For RNA-seq alignment with STAR, I used my Cyprinus carpio RNA-seq reads, while the reference genomic fasta and GFF files were downloaded from GenBank.

Thanks again,

1 Like

These are the two inputs that may have had issues (technical). By default those files will not be in a strict format from that source. Some tools produce odd results when the identifiers cannot be matched up. I recommended cleaning up data (always) to eliminate easy problems, but not everyone does :slight_smile:

Also, I reloaded the history and can see the empty Trinity results now. Changing the first item might be enough. If not, consider the other two.

  1. Use a genomic mapping BAM result, not the transcriptome.
  2. Simplify the reference genome. Maximizing unique hits (scientific result quality) by omitting the unplaced scaffolds could be tested/compared. NCBI reports the BUSCO around 60% duplicated. Seems high, but don’t know if that is expected for this species or not.
  3. Simplify the reads. If either end is shorter than 25 bases, both ends are sorted out by Trinity. The job logs list many of these. May not matter but could be pre-filtered to shorten the runtime.

The job logs included this. It means that the transcriptome bam didn’t fully parse with samtools. If the genomic also fails at this step, then definitely consider using primary chromosomes only.

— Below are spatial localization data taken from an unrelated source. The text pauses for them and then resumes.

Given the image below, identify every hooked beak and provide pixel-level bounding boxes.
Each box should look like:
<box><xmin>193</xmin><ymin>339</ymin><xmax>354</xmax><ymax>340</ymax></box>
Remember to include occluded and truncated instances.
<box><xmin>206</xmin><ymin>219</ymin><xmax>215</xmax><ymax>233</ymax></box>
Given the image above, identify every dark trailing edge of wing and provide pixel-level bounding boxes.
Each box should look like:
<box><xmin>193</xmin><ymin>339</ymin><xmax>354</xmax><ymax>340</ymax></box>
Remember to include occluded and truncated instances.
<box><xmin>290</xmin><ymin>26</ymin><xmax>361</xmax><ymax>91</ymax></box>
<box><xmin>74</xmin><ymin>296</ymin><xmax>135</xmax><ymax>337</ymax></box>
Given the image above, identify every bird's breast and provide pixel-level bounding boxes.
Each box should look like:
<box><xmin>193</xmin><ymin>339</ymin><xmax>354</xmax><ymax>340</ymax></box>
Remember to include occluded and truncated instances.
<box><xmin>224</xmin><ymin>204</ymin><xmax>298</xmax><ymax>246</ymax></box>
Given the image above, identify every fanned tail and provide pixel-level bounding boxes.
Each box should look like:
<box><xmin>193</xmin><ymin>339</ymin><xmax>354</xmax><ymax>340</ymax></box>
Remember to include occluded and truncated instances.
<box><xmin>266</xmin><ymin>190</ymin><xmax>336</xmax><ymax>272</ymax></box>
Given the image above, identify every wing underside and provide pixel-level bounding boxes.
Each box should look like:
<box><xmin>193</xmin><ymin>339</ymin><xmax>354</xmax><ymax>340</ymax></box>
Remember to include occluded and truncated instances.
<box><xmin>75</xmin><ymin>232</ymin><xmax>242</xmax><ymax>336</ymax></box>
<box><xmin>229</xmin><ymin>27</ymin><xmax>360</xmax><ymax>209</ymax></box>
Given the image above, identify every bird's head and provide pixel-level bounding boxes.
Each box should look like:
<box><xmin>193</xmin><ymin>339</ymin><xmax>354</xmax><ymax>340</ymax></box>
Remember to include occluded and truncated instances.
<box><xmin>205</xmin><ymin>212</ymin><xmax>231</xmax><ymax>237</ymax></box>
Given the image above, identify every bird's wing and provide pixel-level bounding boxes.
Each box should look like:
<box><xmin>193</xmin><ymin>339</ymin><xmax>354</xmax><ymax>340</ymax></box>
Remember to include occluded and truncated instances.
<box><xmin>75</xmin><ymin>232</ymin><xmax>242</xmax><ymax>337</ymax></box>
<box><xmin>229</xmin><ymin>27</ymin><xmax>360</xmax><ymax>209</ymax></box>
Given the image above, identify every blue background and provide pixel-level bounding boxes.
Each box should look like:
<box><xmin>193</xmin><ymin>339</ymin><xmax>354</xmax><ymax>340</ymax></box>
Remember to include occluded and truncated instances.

Tuesday, September 6, 2022: 08:37:15 CMD: /usr/local/tools/_conda/envs/mulled-v1-8bfd939b6449b852af28c673a66720972cbc5543a7cc8d50ff9c6e1f04709fb3/opt/trinity-2.9.1/util/support_scripts/ensure_coord_sorted_sam.pl localbam.bam
-appears to be a coordinate sorted bam file. ok.
samtools view: writing to standard output failed: Broken pipe
samtools view: error closing standard output: -1

Hope that helps!

Hi @jennaj
After further investigation of the issue, I believed that the current Galaxy version of Trinity has a bug.
In order to test Trinity genome-guided mode assembly on Galaxy, I used pre-prepared files from the OmicBox tutorial, i.e.,
Fastq reads (single-end data) from Neisseria gonorrhoeae (SRR3666079) and sorted BAM file (BWA RNA-seq alignment of the SRR3666079 reads with N. gonorrhoeae reference genome - Neisseria_gonorrhoeae_fa_1090.ASM684v1.dna.toplevel.fa). All files were downloaded from:
http://manual.omicsbox.biobam.com/example-datasets/transcriptomics/gene-level-analysis/#Gene-LevelAnalysis-1-RNA-SeqAlignment
The resulting Trinity file that should contain assembled transcripts was empty again (with the same warning: “samtools view: error closing standard output: -1”). I also obtained an empty result with another run of my Cyprinus carpio data (with a genomic mapping (sorted) BAM result this time).
Despite this, in fact, the same bug (‘Trinity guided mode output file is not captured’) was reported for Trinity and fixed in version 2.13.2.

References for the bug:

Link to history:
https://usegalaxy.eu/u/ruptawsky/h/trinity-genome-guided-test

Feel free to correct me if I missed something.
I could be wrong in this, but are there any plans to upgrade the Trinity version on Galaxy?
Thank you for your support.
P.S. Common carp (Cyprinus carpio) is an allotetraploid, so the duplication level is as expected.

1 Like

Hi @Lukasz_Gajda

Thanks for all of the follow up!

The problem when running this in Galaxy is actually the wrapper (not the underlying tool version). Ticket: Trinity: Bug in output collection when using genome-guided mode · Issue #3850 · galaxyproject/tools-iuc · GitHub. And, I’ve asked the Tools WG to take a look again. If you want to help make the changes, please comment on the ticket and reach out to the Tools working group for coordination.

I thought it was fixed already, but it wasn’t – sorry! I’ve added your test history to the ticket with a few more manipulations/tests done by me. If you want to purge your copy to recover storage space in your account, that would be Ok now.